Dalam bahasa kesehatan, diare setiap habis minum susu disebut intoleransi laktosa. Kejadian ini tidak hanya terjadi pada bayi dan anak-anak, kadang-kadang orang dewasa pun bisa mengalaminya.

susu1

Kenapa bisa terjadi diare setelah minum susu? Bukankah susu itu baik bagi kesehatan tubuh? Hal ini dapat terjadi karena tubuh tidak dapat mencerna laktosa yang terdapat dalam susu. Laktosa merupakan salah satu komponen susu yang sejenis dengan karbohidrat. Mengapa laktosa tidak dapat dicerna tubuh? Bagi anak yang menderita intoleransi laktosa, produksi enzim laktase dalam organ pencernaannya di bawah rata-rata normal atau sel pembentukan enzimnya kurang ataupun ada kelainan-kelainan lainnya.

Penyebab terjadinya hal tersebut ada 2 asumsi:

1. Kurangnya nutrisi tertentu saat si kecil masih dalam kandungan.

2. Faktor genetik


Jadi, idealnya sistem kerja enzim laktase itu memecah laktosa menjadi glukosa / galaktosa yang dibutuhkan tubuh untuk energi dan pertumbuhan.

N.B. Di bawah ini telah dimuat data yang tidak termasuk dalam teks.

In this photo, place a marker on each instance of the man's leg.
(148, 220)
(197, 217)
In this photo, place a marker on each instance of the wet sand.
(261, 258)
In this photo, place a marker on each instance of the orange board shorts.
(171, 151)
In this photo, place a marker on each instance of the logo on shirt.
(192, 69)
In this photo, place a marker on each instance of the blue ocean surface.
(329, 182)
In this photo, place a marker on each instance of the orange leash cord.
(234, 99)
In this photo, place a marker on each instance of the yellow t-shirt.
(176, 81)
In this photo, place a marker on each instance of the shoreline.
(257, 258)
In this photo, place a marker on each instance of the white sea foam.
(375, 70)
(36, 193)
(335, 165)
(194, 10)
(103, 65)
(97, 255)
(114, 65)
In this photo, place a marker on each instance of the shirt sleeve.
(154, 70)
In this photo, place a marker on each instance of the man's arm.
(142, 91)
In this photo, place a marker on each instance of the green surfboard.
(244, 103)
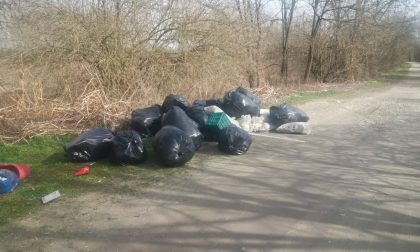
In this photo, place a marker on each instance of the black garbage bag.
(178, 118)
(234, 140)
(147, 121)
(173, 146)
(174, 100)
(250, 95)
(237, 103)
(92, 145)
(127, 148)
(285, 113)
(210, 102)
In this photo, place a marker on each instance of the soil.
(353, 184)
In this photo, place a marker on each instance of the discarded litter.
(234, 140)
(93, 145)
(218, 121)
(50, 197)
(127, 148)
(8, 181)
(178, 118)
(83, 171)
(285, 113)
(178, 129)
(22, 170)
(173, 146)
(295, 128)
(239, 102)
(147, 121)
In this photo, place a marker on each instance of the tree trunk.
(309, 61)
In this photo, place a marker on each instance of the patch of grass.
(388, 78)
(309, 96)
(51, 171)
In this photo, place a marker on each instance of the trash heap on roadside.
(11, 175)
(177, 129)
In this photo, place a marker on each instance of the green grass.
(309, 96)
(385, 80)
(51, 171)
(388, 78)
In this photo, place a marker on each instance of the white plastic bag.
(214, 109)
(295, 128)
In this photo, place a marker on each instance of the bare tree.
(319, 8)
(287, 10)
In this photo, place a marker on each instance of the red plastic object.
(22, 170)
(84, 170)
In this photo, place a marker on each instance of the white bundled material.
(295, 128)
(214, 109)
(245, 123)
(253, 124)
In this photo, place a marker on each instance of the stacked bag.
(178, 129)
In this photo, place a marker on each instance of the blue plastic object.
(8, 181)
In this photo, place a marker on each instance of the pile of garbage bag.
(176, 129)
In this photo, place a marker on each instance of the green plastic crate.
(218, 121)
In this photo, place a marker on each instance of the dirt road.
(354, 184)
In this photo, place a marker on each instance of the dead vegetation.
(70, 65)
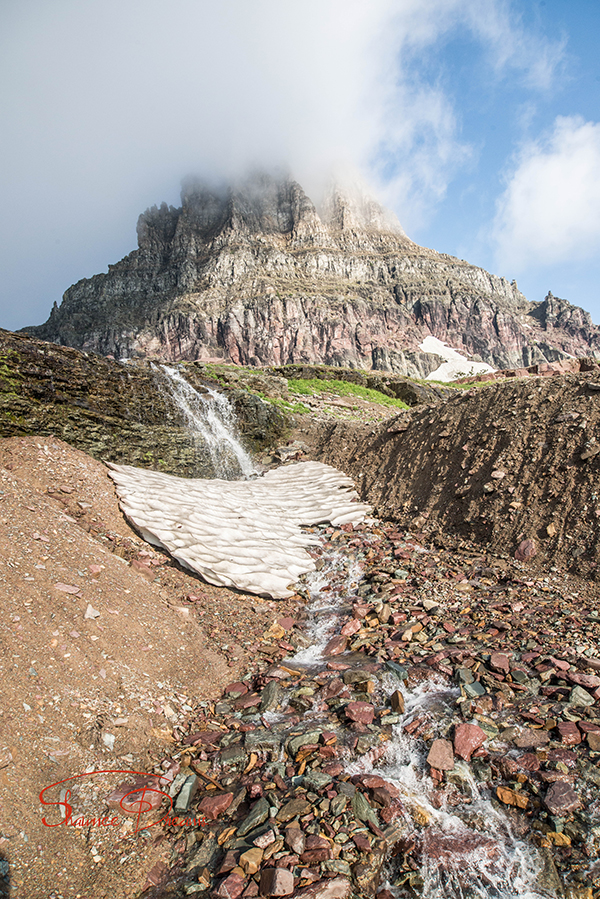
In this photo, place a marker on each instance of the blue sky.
(477, 121)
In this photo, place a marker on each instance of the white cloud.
(107, 104)
(550, 211)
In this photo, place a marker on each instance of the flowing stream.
(211, 420)
(466, 845)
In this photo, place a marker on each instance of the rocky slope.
(509, 464)
(115, 412)
(253, 274)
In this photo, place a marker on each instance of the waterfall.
(211, 420)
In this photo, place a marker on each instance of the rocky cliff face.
(253, 274)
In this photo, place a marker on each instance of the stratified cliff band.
(253, 274)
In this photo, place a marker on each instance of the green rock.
(580, 697)
(258, 815)
(363, 810)
(295, 743)
(293, 809)
(400, 672)
(317, 780)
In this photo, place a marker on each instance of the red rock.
(336, 646)
(360, 610)
(351, 627)
(156, 876)
(468, 738)
(499, 662)
(593, 739)
(528, 762)
(385, 795)
(561, 798)
(246, 702)
(334, 888)
(362, 712)
(362, 842)
(527, 549)
(231, 887)
(276, 882)
(128, 795)
(570, 735)
(294, 839)
(238, 687)
(559, 663)
(584, 680)
(370, 781)
(441, 755)
(213, 806)
(587, 727)
(143, 569)
(531, 739)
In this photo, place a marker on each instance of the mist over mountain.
(252, 272)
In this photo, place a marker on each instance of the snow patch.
(455, 366)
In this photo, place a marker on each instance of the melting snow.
(455, 366)
(243, 534)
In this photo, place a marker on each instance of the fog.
(107, 105)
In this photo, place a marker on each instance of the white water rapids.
(467, 846)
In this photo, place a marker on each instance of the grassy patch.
(312, 386)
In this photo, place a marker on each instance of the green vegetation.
(284, 405)
(312, 386)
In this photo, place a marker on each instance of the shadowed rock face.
(253, 274)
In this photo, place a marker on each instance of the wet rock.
(336, 646)
(561, 798)
(580, 697)
(232, 887)
(295, 743)
(526, 550)
(441, 755)
(362, 712)
(270, 696)
(317, 849)
(397, 702)
(317, 780)
(593, 739)
(295, 840)
(258, 815)
(276, 882)
(531, 739)
(295, 808)
(569, 733)
(213, 806)
(468, 738)
(512, 797)
(335, 888)
(363, 810)
(250, 860)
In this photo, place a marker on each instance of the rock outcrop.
(254, 274)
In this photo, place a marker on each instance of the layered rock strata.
(254, 274)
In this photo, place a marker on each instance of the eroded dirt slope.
(106, 691)
(501, 464)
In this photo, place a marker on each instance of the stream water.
(211, 420)
(467, 846)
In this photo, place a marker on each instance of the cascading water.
(467, 846)
(211, 420)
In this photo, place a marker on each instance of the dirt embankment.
(106, 647)
(501, 464)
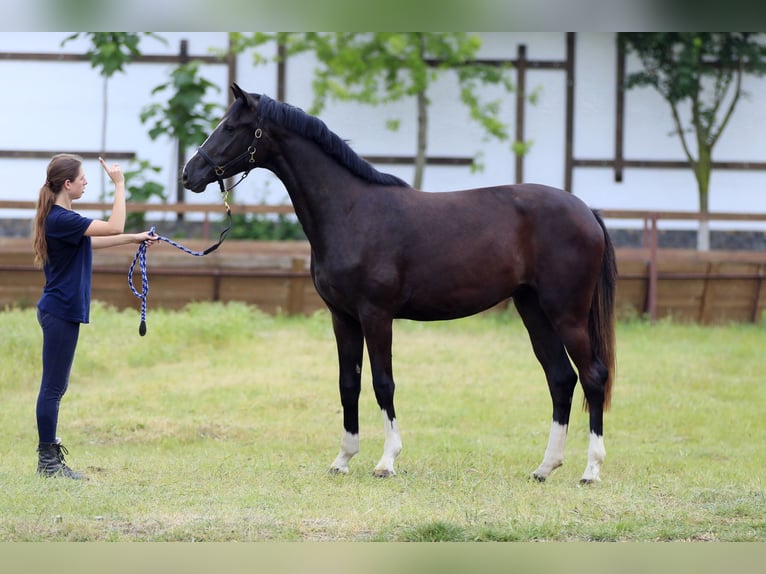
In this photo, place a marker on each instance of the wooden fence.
(688, 285)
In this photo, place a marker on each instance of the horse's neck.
(321, 190)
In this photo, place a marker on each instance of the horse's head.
(230, 149)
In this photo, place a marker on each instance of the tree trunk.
(702, 172)
(420, 155)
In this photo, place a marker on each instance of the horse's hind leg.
(593, 376)
(560, 375)
(348, 336)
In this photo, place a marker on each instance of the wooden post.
(569, 129)
(183, 58)
(619, 120)
(521, 95)
(652, 291)
(707, 302)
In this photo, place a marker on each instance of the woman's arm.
(116, 222)
(100, 242)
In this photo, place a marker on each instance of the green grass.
(221, 423)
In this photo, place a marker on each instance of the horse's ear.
(237, 91)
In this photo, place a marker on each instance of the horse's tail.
(601, 320)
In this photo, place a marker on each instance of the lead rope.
(141, 259)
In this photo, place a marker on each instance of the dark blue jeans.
(59, 343)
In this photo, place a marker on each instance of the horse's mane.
(311, 127)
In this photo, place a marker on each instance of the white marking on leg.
(349, 446)
(554, 452)
(596, 456)
(391, 448)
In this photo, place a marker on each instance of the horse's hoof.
(383, 473)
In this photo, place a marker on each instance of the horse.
(383, 250)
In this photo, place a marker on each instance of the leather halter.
(220, 170)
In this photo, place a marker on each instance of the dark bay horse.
(381, 250)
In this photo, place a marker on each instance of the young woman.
(63, 241)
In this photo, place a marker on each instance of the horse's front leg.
(348, 336)
(378, 334)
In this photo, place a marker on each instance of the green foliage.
(704, 71)
(381, 67)
(140, 189)
(185, 116)
(111, 51)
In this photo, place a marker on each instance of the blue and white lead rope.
(141, 259)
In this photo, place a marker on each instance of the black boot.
(50, 461)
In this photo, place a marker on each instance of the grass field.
(220, 425)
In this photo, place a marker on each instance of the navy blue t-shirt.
(66, 294)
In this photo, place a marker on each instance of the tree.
(185, 116)
(699, 74)
(111, 52)
(382, 67)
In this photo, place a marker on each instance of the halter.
(220, 170)
(220, 173)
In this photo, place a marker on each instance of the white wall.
(58, 106)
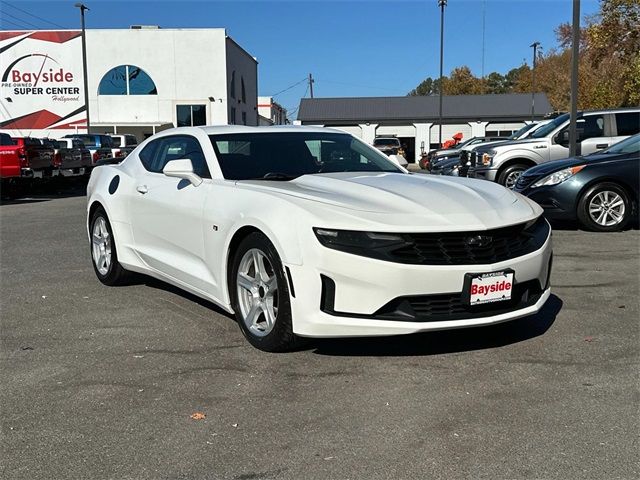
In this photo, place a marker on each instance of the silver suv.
(505, 162)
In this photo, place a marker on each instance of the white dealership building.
(140, 80)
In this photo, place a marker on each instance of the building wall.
(187, 66)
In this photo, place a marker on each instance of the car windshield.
(550, 127)
(386, 141)
(522, 131)
(285, 156)
(629, 145)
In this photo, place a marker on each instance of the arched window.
(127, 80)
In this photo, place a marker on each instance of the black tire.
(508, 174)
(592, 197)
(115, 274)
(281, 337)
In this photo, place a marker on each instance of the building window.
(127, 80)
(191, 115)
(232, 87)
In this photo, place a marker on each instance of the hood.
(556, 165)
(404, 200)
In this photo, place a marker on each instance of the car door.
(167, 212)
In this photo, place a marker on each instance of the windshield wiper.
(276, 176)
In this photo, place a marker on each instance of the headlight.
(558, 177)
(369, 244)
(487, 158)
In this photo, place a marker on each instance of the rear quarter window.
(628, 123)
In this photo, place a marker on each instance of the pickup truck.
(27, 157)
(74, 157)
(98, 144)
(123, 145)
(596, 130)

Jika keadaan diare ini terjadi terus menerus, maka sel-sel enzim laktase yang berada di ujung-ujung jongjot usus akan terkikis, karena fungsinya yang menarik air akan semakin memperparah sel-sel enzim laktasenya, sebab semakin banyak susu yang diberikan maka akan semakin banyak pula diarenya. Jadi, sekali anak diketahui menderita intoleransi laktosa, maka pemberian susu yang mengandung laktosa harus segera dihentikan, dan solusinya bisa diberikan susu yang tidak mengandung laktosa.

Lalu bagaimana dengan susu sapi?

Susu sapi juga dapat menyebabkan alergi, karena hal ini dipicu dari protein yang terkandung dari susu sapi tersebut. Alergi susu sapi tidak langsung tampak, namun setelah berkali-kali mengkonsumsi susu sapi, bisa saja sewaktu-waktu membuat anak terkena diare, jika anak mempunyai sifat alergi terhadap susu sapi.

Pada kasus alergi susu sapi, tubuh akan bereaksi membentuk zat anti, yaitu immunoglobulin. Jadi, ketika anak mengkonsumsi susu sapi, tubuh akan membentuk zat antibodi, dan tatkala sudah melewati ambang batas antibodi, maka muncullah alergi.

Anak-anak yang menderita alergi susu sapi sebaiknya diganti, dimana protein dari susu sapi tersebut sudah dihidrolisa (protein dipecah menjadi partikel-partikel kecil) dan susunya dikenal dengan istilah susu yang hypoallergenic atau biasa ditulis dalam kemasannya, yaitu HA.

Jika pemberian susu yang sudah dihidrolisa tetap memicu alergi, alternatifnya adalah susu extensive hydrolyzed (susu di mana proteinnya dipecah lagi menjadi partikel yang lebih kecil lagi) dan jika masih tetap alergi juga, mau tak mau anak harus mengkonsumsi susu asam amino (protein dibuat menjadi bagian yang paling kecil yang disebut asam amino. Susu ini memang tergolong mahal harganya, namun biasanya setelah anak diberi susu asam amino, lama-lama anak dapat tahan terhadap susu sapi.

Ciri-ciri dari alergi susu sapi adalah muncul kemerahan dan rasa gatal pada tubuh.

Jadi, untuk mengetahui lebih pasti, apakah anak memang betul-betul alergi atau tidak terhadap susu, maka haruslah dilakukan tes alergi kepada anak.